Sterke rol voor de regio
Nu de eerste procesmatige fase van de informatie door informateur Herman Tjeenk Willink eind vorige week tot een einde is gekomen, is het nu tijd dat de partijen weer meer naar de inhoud kijken. Als bijdrage daaraan heeft de FNP een aantal majeure opgaven op een rijtje gezet, waar de nieuwe regering straks de hulp van de regio goed bij zal kunnen gebruiken. Er moet dan wel ruimte zijn om die rol ook goed op te kunnen pakken.

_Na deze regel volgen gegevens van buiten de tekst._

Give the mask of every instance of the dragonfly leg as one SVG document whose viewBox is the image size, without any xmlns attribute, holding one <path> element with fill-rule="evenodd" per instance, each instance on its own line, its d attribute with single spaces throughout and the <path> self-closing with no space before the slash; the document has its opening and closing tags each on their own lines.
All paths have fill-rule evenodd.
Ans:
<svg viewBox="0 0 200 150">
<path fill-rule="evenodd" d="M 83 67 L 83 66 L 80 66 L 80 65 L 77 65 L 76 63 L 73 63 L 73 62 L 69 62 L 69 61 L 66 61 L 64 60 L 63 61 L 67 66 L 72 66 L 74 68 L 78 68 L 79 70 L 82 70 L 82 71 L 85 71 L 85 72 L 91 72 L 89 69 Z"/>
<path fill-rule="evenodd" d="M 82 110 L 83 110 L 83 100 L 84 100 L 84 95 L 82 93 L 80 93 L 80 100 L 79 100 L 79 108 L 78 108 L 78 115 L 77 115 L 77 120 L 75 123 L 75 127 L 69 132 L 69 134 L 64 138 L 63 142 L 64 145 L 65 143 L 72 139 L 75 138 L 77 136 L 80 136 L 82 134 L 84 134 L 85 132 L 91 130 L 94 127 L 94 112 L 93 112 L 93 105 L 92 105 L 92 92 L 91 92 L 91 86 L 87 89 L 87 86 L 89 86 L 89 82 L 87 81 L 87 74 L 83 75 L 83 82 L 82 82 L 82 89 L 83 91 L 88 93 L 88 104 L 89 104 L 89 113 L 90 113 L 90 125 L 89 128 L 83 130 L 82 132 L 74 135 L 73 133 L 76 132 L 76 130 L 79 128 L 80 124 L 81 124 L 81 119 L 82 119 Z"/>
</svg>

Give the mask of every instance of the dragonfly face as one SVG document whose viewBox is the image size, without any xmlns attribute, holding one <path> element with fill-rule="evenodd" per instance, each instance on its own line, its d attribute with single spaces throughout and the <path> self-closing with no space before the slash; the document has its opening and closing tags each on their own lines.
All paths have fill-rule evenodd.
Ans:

In de brief worden de uitdagingen geschetst die er zijn op het gebied van de bereikbaarheid (openbaar vervoer, versnelling spoor, kosten autogebruik op het platteland), de regie op de ruimtelijke ontwikkeling en de energietransitie, de economische structuur van Fryslân, de overgang naar een natuurinclusieve en circulaire landbouw met oog voor de weidevogels, en het oplossen van de problematiek van de funderingsschade in de veenweidegebieden. Deze uitdagingen kunnen alleen goed worden aangepakt als de verschillende overheden constructief samenwerken. Daarbij zijn de omstandigheden vooral in Fryslân (en in Zeeland) gunstig voor een sterkere rol voor de regio.
Fries en de streektalen
Wat het Fries en de streektalen betreft, kan er nog wel een tandje bij, zo blijkt uit de brief aan de informateur. De FNP Statenfractie verwacht van de nieuwe regering dat zij de verdragsverplichtingen, waartoe Nederland zich heeft verplicht, eindelijk eens nakomt en dat er wat wordt gedaan met de kritiek en aanbevelingen van internationale monitoring-comités. De Friese taal verdient op zijn minst dezelfde aandacht, financiële middelen en stimulering als de Nederlandse.